Me Ciré Clédor Ly : “Le pays est devenu méconnaissable”

À quelques heures de la fin du procès de Khalifa Sall, les avocats des personnes mises en cause dans cette affaire continuent de s’interroger sur les motifs réels de ceux qui ont lancé la procédure. Après 3 semaines de procès ayant clôturé plusieurs mois de détention, Me Ciré Clédor Ly et ses confrères de la défense disent croire qu’il y a anguille sous roche.

D’où leurs questionnements pour savoir, “à travers ce procès, cherche-t-on à établir une vérité ou à atteindre simplement un homme devenu encombrant sur l’échiquier politique ? A-t-il été apporté au tribunal, la preuve d’un fait matériel caractérisant un acte tendant à la conversion, un transfert de fonds, une détention, ou la réception de deniers publics par Khalifa Ababacar Sall et/ou Mbaye Touré, aux fins de dissimulation de l’origine illicite de fonds ? A-t-il été prouvé par l’accusation que les sommes mensuelles de 30 millions remises par les comptables de rattachement en exécution du mandat de paiement de la caisse d’avance, auraient-été utilisées à d’autres fins que celles auxquelles elles étaient destinées ?”, s’est demandé Me Ly dans ses notes de plaidoiries dont copie était remise aux juges, au parquet et communiquée à la partie adverse.
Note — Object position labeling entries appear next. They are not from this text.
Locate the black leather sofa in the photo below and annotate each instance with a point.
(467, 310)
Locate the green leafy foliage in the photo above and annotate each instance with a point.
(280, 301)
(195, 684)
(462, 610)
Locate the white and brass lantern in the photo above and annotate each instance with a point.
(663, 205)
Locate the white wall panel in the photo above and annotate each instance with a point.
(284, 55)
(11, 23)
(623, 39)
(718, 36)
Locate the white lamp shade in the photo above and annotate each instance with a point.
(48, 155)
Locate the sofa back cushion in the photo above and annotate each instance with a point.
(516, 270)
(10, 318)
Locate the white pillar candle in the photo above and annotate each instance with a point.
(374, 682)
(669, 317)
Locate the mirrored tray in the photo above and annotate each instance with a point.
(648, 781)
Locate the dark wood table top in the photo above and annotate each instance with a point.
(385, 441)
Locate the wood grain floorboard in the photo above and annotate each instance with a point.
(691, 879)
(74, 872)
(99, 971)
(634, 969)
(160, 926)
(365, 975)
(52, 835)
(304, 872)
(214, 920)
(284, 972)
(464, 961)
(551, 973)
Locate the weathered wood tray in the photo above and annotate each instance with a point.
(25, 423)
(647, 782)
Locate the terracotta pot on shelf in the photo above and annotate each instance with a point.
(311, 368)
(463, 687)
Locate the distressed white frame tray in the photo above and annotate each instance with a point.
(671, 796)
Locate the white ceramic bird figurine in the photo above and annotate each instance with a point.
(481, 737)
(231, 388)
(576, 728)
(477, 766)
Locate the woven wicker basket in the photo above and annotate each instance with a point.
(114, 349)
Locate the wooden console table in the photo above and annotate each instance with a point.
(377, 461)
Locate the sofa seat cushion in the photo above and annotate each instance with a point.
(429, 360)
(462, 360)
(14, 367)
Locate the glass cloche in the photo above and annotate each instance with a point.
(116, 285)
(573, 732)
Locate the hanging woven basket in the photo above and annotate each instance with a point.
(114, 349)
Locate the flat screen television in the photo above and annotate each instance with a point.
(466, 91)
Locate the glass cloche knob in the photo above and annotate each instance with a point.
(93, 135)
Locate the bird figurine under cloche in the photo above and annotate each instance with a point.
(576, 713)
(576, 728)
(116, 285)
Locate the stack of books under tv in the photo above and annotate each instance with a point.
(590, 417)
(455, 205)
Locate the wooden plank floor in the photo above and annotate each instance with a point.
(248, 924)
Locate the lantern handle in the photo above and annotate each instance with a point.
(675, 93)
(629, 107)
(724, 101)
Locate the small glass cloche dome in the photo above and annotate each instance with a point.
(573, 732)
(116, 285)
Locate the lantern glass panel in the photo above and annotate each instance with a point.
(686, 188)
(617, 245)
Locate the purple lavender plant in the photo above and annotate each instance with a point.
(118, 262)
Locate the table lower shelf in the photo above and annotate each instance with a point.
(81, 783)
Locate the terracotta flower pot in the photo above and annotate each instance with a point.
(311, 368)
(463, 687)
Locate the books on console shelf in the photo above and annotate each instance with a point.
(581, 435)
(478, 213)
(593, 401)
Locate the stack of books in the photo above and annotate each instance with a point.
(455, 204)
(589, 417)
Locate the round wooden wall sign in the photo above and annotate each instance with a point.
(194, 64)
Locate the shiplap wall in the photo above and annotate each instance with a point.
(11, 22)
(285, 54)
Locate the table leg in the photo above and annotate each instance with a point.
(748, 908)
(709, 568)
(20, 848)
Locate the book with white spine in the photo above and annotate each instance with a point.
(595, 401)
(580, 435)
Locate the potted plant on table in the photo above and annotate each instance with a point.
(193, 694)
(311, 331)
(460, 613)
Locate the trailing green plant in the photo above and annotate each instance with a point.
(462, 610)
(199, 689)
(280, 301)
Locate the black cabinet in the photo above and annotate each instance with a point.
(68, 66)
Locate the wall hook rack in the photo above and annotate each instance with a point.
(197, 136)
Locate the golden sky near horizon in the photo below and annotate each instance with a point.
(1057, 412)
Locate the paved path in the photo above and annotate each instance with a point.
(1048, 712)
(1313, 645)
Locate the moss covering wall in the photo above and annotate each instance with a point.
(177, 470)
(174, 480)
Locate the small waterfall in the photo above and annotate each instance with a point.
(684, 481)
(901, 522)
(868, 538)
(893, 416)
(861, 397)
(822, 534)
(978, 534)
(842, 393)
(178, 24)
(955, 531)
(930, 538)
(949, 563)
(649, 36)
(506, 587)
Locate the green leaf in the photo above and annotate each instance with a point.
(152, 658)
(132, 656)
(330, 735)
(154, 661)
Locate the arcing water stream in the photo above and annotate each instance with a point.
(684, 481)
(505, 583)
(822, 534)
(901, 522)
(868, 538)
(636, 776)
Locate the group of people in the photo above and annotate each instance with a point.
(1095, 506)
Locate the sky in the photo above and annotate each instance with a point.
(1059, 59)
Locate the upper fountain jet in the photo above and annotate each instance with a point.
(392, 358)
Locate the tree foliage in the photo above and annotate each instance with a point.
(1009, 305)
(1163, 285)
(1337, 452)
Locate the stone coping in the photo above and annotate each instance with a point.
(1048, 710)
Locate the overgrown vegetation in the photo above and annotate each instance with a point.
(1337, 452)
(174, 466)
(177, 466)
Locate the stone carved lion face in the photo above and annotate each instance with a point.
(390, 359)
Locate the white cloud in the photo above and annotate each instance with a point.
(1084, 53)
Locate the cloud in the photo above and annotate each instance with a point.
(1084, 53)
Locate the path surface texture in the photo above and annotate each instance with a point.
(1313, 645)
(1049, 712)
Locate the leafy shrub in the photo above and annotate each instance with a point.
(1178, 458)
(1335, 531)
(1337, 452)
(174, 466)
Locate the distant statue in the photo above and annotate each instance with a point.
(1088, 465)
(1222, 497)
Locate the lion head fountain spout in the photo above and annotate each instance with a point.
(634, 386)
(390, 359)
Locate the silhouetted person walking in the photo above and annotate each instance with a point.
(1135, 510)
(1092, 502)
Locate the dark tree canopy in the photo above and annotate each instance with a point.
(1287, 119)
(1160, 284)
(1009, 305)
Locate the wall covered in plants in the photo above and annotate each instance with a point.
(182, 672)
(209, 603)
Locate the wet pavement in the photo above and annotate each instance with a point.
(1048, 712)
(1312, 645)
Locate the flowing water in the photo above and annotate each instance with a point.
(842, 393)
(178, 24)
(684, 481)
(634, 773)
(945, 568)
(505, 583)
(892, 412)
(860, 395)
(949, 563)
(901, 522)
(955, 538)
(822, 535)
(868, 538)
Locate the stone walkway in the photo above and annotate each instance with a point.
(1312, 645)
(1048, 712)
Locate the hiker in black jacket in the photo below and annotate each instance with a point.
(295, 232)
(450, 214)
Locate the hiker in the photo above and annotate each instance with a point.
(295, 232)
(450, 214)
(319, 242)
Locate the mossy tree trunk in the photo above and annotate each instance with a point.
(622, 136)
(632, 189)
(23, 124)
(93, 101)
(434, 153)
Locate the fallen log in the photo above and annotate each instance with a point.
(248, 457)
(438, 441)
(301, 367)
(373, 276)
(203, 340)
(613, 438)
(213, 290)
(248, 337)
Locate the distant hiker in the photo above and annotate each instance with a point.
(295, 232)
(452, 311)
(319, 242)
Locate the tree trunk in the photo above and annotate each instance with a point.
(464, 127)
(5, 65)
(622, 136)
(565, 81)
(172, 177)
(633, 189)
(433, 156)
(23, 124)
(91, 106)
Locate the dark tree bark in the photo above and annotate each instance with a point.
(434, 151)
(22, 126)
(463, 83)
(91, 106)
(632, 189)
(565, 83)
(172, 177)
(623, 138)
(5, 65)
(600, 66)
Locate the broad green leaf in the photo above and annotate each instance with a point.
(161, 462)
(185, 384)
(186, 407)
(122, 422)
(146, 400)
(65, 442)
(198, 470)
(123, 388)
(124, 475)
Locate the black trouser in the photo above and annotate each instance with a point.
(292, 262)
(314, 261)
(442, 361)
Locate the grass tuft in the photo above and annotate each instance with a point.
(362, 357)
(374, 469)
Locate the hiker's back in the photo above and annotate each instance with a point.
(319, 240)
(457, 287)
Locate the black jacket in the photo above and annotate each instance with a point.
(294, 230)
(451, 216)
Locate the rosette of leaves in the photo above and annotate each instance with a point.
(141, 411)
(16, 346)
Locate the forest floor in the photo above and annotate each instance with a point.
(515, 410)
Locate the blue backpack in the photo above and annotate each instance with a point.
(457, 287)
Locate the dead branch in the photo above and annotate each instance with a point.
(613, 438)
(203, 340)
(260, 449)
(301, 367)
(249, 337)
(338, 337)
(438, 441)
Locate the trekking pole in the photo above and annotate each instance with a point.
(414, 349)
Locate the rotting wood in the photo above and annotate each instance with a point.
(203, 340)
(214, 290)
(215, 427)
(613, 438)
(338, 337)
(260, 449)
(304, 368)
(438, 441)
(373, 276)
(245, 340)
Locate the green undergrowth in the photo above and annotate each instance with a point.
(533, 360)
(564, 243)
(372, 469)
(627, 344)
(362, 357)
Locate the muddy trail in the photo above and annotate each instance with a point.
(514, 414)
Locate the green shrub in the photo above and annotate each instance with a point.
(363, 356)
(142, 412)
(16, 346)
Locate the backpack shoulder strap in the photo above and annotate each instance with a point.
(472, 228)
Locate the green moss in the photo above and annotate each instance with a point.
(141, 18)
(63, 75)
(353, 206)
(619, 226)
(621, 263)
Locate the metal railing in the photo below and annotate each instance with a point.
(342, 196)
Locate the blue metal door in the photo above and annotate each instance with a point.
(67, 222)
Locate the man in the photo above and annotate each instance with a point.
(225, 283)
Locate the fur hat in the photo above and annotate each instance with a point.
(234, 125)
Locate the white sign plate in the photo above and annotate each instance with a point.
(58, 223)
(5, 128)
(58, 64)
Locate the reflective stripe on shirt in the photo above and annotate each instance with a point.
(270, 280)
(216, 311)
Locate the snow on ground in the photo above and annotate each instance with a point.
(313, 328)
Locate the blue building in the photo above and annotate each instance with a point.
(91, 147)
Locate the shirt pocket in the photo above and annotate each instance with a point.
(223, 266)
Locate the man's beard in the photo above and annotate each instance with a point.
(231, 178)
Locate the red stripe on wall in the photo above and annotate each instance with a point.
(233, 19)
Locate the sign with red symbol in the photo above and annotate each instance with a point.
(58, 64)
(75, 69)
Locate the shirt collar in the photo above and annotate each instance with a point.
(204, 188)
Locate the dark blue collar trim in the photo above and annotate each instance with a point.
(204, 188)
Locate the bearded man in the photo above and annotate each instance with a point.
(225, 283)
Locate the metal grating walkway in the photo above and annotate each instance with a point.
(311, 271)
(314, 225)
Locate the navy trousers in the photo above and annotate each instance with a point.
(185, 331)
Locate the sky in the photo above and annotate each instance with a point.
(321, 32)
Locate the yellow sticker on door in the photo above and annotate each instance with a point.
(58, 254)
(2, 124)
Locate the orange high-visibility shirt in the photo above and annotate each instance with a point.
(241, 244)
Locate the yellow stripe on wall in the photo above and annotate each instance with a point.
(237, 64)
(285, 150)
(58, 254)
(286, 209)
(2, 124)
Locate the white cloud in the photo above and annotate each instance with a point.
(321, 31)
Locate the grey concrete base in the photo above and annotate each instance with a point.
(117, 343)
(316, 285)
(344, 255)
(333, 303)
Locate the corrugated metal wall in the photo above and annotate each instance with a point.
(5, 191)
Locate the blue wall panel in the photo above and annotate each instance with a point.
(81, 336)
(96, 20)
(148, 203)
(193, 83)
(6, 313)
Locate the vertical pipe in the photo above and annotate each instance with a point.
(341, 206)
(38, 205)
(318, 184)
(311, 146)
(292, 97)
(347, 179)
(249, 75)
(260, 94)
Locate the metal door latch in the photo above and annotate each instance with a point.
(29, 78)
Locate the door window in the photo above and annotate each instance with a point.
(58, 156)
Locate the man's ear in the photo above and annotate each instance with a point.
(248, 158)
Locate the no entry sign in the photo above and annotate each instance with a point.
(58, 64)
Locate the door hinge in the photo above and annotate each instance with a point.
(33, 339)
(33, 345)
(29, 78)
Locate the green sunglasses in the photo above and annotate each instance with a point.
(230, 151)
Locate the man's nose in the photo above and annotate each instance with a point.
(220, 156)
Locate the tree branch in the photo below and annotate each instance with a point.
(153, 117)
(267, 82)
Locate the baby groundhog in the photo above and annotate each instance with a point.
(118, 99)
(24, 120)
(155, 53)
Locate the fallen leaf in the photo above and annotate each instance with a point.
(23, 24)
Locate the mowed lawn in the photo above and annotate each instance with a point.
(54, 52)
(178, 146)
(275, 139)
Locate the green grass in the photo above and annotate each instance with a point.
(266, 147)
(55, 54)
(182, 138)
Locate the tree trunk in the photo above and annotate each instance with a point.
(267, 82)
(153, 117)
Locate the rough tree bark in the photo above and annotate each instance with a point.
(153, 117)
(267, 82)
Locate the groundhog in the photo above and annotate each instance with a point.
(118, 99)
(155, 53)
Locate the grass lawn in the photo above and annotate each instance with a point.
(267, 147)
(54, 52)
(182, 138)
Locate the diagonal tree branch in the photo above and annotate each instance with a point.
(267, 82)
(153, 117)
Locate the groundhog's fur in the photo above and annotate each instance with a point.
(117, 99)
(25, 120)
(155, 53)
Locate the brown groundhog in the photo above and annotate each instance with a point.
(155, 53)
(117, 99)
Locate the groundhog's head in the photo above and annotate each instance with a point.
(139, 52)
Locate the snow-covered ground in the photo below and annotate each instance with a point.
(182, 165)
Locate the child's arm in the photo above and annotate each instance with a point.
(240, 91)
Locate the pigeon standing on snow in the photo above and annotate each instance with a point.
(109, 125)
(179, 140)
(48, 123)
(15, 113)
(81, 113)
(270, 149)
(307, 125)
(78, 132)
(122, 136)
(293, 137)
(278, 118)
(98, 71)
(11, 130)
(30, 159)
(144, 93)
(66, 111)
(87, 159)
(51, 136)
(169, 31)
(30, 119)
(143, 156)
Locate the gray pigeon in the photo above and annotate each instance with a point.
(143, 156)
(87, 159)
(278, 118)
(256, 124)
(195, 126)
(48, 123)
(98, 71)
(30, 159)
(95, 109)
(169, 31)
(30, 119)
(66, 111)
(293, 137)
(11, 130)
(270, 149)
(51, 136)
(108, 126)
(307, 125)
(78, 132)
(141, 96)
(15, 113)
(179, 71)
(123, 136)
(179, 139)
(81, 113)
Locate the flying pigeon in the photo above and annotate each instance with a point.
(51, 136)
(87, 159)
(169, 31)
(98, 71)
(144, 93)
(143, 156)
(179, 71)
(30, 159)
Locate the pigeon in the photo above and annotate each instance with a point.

Dans ses propos, Me Ciré Clédor Ly a déploré le recul démocratique dont a fait l’objet le Sénégal durant ces dernières 5 années. “Le Sénégal était précurseur et lumière dans le domaine des droits de l’homme, respecté en cela par les grandes démocraties et inspirant les autres peuples d’Afrique qui le prenaient en référence. Tout cela a disparu en l’espace d’un quinquennat. Le pays est devenu méconnaissable. Il a révélé au monde une intelligence qui fait plus peur que le bruit des bottes et des armes, une intelligence qui viole et opprime par la manipulation et l’interprétation des textes qui constituent le pacte social assurant et garantissant à tous une égalité citoyenne et la paix sociale”, regrette l’avocat dans sa plaidoirie.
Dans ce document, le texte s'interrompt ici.